Grant whistled. “This is a departure.”

“Privacy concerns,” she added. “And that’s just the beginning. We’ll be accused of dozens of things. Obscure laws will be dug up. We’ll be sued by private industry, by governments, including our own. It’s ludicrous to even consider it.” She put a hand over mouth, as if that had any hope of stopping the flow of the words. “I can list sixty-two thousand reasons we should abandon this line of thinking right now. Figure out how to market a stuffed animal that lets nervous parents know how their baby is doing at day care. We should enhance the phones, tweak the watch technology. I know…release the tablet in fourteen karat gold accented with diamonds.” Anything but dream up a project so filled with problems.

“If we’re not going to change the world, what’s the point in showing up for work?” he asked.

That wasn’t rhetorical.
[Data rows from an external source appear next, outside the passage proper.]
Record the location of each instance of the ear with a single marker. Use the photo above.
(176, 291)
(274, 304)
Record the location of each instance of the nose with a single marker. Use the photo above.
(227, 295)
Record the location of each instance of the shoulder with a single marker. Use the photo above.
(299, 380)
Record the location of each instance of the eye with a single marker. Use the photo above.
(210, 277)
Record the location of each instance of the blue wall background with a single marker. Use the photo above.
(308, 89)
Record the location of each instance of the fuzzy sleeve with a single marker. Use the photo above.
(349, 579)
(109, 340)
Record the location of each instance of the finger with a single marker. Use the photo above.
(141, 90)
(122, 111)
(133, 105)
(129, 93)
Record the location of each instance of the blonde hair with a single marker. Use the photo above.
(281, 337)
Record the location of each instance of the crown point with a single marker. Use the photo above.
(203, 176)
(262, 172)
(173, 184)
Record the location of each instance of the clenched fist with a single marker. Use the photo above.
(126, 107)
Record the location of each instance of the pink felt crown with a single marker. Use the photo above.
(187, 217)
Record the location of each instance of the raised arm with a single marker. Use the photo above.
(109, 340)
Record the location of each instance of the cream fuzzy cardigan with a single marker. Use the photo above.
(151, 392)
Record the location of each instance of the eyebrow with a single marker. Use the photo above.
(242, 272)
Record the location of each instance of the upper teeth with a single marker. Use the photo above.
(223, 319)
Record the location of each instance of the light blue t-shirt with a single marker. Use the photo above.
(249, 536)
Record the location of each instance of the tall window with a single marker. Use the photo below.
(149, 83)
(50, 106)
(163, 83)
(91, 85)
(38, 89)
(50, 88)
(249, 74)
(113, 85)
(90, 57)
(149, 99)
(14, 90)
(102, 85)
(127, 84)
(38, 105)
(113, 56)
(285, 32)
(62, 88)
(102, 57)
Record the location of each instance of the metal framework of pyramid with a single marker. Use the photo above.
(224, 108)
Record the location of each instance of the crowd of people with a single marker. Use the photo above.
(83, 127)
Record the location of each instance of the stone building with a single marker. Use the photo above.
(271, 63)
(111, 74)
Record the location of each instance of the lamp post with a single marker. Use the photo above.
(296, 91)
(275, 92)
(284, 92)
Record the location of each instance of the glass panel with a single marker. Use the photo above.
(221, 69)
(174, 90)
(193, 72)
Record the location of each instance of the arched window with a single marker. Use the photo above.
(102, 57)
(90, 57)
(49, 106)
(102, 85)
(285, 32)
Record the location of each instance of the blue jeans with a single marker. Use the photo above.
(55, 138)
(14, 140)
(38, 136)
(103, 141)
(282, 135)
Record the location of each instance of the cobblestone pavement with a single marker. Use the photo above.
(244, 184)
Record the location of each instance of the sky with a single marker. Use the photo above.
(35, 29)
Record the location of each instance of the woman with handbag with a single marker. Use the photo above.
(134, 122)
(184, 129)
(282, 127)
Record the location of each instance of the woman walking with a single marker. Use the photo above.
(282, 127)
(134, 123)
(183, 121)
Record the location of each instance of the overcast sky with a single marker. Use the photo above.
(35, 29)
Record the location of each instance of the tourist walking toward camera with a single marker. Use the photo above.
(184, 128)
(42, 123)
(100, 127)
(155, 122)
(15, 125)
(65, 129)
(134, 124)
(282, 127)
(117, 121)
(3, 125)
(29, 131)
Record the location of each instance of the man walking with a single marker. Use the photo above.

More like the company motto.

“It would enable us to add a million different services. Your music can play through the whole house.”

“And if Julien wants to go into movies…”


Fuck me.
He could be on everyone’s television sets.” Grant tossed his pen in the air. “He’ll fucking love it.”

“And he can talk everyone through the instructions via a hologram.”

“If there’s a device in the home…”

They were both silent.

“This will take years,” he said.

“Eons,” she agreed. Her heart was thundering as ideas zipped through her brain, and possibilities blossomed. “Connecting the world. Others will be forced to interact with our interface.”

“Better that than us trying to interact with theirs.”

Those words could have come directly out of Julien’s mouth, she knew. She was beginning to see how much alike their viewpoint was, even though they couldn’t be more different otherwise.

“And someone’s going to attempt this eventually,” he continued. “But it will never end up as well as if we do it.”

“This is beyond arrogant,” she said. “Audacious.”

“Huge.”

“Hairy.” And that was what Julien demanded from all his employees. If a concept wasn’t scary, it wasn’t worth the investment of energy. If it was terrifying, all the better.

She picked up her thermal cup to take a drink, but it was empty.

“I could go and refill it for you.”

“You’re a man after my heart, but I need to sleep tonight.” Forgetting the coffee again, she slid from the stool and arched her back. “We need to think this through. We can’t take it to Julien at this stage.”

“Agreed.”

She noticed that the sun was setting on the horizon. Again, they’d worked for hours without either of them noticing. Being here, without constant email and phone interruptions, soothed the brain as well as the body. She understood Grant better. Who could blame him for not wanting to go back, especially with all that that entailed?